Sexta-Feira, 11 de Julho 2008 - 0h34

Vaidades


Nosso mundinho poderia ser um lugar mais aprazível sem a vaidade. Talvez tivesse só uma vigésima parte do que é hoje, vantagem até para o aquecimento global.
Ah, que ser seria o humano sem essa necessidade de aparecer. Alguns dizem que é resquício atávico (há alguma redundância aqui), uma espécie de apêndice de quando estávamos macacos. Nesta época, ser um macho ou uma fêmea alfa trazia benefícios consideráveis, como o poder sobre o grupo e mais parceiros para copular.

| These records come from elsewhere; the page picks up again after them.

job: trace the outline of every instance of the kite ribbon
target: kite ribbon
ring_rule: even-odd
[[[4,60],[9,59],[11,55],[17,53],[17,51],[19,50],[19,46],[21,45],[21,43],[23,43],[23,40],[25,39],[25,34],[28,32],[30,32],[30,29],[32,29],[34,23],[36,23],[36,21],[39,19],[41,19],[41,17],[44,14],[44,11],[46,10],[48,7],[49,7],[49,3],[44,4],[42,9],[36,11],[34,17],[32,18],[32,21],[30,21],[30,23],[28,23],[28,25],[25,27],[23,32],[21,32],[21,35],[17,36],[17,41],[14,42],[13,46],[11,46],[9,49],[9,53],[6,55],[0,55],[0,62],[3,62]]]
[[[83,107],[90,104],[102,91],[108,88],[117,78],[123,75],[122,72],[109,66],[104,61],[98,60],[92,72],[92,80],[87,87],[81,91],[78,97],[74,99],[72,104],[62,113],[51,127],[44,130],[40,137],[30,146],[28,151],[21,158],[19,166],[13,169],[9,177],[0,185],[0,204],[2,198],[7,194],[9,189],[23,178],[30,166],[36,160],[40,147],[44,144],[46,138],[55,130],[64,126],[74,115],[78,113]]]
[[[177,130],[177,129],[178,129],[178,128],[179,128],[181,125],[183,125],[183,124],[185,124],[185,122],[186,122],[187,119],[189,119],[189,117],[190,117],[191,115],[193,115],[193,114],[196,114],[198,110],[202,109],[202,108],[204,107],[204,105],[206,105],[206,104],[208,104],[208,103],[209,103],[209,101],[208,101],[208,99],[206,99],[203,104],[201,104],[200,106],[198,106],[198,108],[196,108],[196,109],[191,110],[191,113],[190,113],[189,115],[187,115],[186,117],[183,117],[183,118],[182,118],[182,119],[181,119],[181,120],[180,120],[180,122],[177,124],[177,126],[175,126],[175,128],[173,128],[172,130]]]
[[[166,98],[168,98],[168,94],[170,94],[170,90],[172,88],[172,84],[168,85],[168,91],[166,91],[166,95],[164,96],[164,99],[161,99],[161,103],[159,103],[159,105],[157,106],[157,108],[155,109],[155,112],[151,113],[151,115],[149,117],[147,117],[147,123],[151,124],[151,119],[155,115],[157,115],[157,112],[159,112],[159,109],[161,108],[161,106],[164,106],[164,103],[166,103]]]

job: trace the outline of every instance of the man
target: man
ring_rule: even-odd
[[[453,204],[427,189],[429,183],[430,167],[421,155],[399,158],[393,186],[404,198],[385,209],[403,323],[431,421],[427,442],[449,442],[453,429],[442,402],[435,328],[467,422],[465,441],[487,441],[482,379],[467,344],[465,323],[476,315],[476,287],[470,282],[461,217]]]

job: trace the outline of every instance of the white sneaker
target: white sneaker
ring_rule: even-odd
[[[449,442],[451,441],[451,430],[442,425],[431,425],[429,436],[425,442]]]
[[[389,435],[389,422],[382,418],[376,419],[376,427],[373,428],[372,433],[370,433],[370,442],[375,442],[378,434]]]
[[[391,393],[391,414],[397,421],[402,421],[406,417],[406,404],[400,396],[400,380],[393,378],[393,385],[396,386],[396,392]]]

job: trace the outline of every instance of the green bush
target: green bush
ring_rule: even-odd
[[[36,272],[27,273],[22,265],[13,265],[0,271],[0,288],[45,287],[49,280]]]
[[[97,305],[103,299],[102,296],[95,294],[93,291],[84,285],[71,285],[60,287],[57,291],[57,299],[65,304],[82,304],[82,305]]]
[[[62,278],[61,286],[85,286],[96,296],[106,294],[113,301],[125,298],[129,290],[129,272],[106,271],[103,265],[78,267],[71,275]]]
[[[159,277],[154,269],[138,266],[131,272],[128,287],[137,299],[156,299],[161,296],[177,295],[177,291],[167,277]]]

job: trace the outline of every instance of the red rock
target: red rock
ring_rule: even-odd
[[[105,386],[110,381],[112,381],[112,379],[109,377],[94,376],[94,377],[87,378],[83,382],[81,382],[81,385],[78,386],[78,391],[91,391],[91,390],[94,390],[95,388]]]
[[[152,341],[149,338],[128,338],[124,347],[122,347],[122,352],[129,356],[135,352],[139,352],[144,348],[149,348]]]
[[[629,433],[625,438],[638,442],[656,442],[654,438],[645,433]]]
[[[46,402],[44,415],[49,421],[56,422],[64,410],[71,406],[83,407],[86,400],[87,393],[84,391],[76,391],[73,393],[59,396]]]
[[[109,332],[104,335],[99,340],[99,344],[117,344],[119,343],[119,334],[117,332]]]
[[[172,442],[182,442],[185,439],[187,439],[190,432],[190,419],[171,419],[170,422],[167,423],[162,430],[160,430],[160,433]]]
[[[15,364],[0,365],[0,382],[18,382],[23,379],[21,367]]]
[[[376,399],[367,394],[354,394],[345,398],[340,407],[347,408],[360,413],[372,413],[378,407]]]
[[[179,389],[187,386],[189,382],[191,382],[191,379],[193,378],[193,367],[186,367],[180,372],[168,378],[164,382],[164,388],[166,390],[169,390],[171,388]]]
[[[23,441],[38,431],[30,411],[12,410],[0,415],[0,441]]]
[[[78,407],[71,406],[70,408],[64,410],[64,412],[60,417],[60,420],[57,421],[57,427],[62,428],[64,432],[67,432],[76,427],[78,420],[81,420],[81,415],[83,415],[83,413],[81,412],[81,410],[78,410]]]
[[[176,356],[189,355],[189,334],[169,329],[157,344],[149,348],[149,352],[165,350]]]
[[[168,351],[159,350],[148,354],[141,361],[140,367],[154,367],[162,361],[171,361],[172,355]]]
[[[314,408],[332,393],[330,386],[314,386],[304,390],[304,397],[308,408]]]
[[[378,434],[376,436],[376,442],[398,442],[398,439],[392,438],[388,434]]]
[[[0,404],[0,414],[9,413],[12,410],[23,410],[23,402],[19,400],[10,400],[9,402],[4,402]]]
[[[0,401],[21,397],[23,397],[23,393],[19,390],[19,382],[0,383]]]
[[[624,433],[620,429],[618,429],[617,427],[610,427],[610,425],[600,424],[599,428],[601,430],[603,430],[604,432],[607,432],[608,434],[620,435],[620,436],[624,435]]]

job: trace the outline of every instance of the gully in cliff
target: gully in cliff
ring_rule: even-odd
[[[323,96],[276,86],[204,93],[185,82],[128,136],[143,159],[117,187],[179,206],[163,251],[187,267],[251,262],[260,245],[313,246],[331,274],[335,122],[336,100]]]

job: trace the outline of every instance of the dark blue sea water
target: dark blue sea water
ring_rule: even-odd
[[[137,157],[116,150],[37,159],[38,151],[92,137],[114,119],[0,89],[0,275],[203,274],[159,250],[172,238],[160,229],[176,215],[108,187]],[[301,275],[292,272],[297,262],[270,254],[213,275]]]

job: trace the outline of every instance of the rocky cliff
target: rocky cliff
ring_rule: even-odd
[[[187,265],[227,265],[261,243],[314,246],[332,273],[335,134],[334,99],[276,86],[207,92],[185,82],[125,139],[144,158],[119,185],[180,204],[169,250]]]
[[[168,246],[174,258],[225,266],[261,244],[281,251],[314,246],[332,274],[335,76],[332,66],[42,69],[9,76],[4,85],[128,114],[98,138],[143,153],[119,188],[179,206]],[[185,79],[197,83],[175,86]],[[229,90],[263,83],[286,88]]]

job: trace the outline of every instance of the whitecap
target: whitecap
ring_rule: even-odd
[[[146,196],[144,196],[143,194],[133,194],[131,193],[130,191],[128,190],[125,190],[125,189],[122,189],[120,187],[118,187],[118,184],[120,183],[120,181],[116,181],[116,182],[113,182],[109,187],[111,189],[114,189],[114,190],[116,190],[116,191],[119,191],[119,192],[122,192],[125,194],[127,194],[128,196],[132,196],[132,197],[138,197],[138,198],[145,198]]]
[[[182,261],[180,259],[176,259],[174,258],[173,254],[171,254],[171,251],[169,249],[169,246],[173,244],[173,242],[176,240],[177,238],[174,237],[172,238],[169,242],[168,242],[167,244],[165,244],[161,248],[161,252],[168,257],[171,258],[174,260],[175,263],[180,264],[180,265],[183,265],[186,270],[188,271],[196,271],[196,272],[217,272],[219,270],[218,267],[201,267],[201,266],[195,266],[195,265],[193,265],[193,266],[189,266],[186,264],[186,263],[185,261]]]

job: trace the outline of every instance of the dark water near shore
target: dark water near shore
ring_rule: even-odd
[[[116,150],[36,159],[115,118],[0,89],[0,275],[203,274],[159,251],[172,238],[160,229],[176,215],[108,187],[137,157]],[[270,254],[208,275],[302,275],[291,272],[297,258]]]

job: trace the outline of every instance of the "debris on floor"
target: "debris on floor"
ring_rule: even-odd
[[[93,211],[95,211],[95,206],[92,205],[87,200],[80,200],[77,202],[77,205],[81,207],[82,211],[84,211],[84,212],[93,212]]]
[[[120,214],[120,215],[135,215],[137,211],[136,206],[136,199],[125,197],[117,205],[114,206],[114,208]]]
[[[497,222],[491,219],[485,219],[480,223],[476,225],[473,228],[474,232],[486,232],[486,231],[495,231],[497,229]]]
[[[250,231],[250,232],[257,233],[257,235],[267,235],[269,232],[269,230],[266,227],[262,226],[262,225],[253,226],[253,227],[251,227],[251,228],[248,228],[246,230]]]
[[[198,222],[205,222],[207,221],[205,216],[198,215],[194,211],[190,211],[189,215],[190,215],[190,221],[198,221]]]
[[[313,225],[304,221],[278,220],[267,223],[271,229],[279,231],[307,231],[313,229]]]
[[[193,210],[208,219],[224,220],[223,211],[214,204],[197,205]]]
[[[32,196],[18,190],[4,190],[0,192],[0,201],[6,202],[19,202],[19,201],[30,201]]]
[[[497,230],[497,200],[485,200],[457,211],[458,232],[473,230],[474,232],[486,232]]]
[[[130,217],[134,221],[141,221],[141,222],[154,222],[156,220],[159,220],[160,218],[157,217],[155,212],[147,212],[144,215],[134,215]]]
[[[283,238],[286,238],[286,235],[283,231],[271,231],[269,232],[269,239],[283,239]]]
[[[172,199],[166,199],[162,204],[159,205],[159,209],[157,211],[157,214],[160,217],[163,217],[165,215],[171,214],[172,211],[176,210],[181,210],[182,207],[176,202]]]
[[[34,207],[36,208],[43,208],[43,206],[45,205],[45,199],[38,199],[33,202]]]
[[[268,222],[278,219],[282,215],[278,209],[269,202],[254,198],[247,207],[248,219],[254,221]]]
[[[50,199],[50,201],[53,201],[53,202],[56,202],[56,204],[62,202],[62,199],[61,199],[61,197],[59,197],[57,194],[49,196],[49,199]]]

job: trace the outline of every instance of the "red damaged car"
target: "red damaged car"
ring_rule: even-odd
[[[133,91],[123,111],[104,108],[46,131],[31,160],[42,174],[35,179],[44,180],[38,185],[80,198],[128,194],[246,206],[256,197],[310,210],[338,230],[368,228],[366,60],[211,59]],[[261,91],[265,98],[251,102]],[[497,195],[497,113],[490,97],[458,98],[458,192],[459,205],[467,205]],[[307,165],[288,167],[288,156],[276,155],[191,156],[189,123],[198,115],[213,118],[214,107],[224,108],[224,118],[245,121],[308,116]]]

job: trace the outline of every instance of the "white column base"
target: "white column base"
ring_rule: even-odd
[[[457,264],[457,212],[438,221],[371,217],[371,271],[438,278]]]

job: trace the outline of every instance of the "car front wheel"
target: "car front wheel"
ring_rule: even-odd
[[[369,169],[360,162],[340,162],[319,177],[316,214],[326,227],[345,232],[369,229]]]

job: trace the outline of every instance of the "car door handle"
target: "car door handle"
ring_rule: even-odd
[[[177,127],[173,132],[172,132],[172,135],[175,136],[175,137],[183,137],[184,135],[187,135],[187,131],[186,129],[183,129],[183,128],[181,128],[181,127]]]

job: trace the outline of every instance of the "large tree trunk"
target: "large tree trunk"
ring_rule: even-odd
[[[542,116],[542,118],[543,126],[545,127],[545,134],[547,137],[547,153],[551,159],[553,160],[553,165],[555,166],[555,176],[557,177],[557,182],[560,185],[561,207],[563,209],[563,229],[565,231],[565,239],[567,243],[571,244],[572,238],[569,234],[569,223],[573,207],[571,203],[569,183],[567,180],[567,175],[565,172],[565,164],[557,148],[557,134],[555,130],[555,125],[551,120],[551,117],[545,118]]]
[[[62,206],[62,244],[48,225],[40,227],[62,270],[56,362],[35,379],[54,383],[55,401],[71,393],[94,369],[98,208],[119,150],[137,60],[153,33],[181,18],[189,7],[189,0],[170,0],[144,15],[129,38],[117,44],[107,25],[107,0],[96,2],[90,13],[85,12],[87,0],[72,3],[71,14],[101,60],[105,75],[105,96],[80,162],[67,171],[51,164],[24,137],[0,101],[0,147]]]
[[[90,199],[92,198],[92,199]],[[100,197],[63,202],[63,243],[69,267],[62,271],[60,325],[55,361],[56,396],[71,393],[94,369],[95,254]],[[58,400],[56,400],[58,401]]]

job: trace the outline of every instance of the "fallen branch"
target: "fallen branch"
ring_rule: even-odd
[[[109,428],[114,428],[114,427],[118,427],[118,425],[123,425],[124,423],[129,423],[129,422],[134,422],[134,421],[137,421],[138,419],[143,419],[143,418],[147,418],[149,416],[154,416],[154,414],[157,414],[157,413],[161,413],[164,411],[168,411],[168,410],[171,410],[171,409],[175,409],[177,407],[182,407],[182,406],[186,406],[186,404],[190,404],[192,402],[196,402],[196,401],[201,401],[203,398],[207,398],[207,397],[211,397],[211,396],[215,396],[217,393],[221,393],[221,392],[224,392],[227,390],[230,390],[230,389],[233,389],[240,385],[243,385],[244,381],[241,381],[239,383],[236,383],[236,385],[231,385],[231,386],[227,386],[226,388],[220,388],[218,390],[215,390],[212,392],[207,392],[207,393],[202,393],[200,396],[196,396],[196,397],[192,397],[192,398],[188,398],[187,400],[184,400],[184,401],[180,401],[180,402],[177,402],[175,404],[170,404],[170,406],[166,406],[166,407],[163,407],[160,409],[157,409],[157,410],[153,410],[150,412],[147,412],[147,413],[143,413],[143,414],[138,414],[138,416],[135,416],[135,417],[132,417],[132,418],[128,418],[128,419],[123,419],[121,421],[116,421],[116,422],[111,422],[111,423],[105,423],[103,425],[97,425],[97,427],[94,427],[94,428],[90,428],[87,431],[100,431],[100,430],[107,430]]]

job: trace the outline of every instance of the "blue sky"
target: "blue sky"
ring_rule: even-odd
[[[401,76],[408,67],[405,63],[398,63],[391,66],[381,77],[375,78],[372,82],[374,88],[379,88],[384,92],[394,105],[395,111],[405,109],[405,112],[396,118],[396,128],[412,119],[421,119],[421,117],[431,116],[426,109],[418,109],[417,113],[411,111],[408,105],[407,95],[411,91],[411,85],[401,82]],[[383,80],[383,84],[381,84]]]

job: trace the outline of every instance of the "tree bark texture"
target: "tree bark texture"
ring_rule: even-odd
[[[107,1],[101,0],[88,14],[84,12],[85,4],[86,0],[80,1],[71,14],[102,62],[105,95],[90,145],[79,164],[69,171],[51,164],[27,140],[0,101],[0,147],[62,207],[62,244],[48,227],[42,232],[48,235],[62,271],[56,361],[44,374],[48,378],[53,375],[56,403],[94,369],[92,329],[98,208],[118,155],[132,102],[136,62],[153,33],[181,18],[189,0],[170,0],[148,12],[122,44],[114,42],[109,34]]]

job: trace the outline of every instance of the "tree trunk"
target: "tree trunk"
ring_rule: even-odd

Antigamente o exercício da vaidade tinha notas menos complexas. O masculino não precisava de um carro caríssimo e dinheiro no banco. As mulheres podiam prescindir dos shoppings. Nem raspar as axilas era imperativo. Agora, no século 21, até a mediocridade se sofisticou. Simplicidade é coisa de amadores. Não basta esfregar na cara de seu próximo sua superioridade física. Ser apenas agressivo também é pouco. Com a testosterona vendida nas farmácias, a preços módicos, é preciso fazer uso de outras substâncias. Os neurotransmissores é que estão por cima. A inteligência, variação vulgar do poder de raciocínio, é que determina quem vai para as cabeças.
Brilha quem pode e admira quem tem juízo. Da mídia ao colega de escritório, todos querem estar no ponto focal dos olhares e das câmeras, que são o coletivo de olhos. E para quê? É resposta para mais do que um canto de página. O mais perto que consigo chegar é isso: para existir. Sem o outro, sem todos os outros, não há notoriedade, não há expressão. É o fenômeno do bosta que vira celebridade após participar de um Big Brother. O superlativo desta nova vaidade chama-se política. Veremos seus players em ação nas próximas eleições.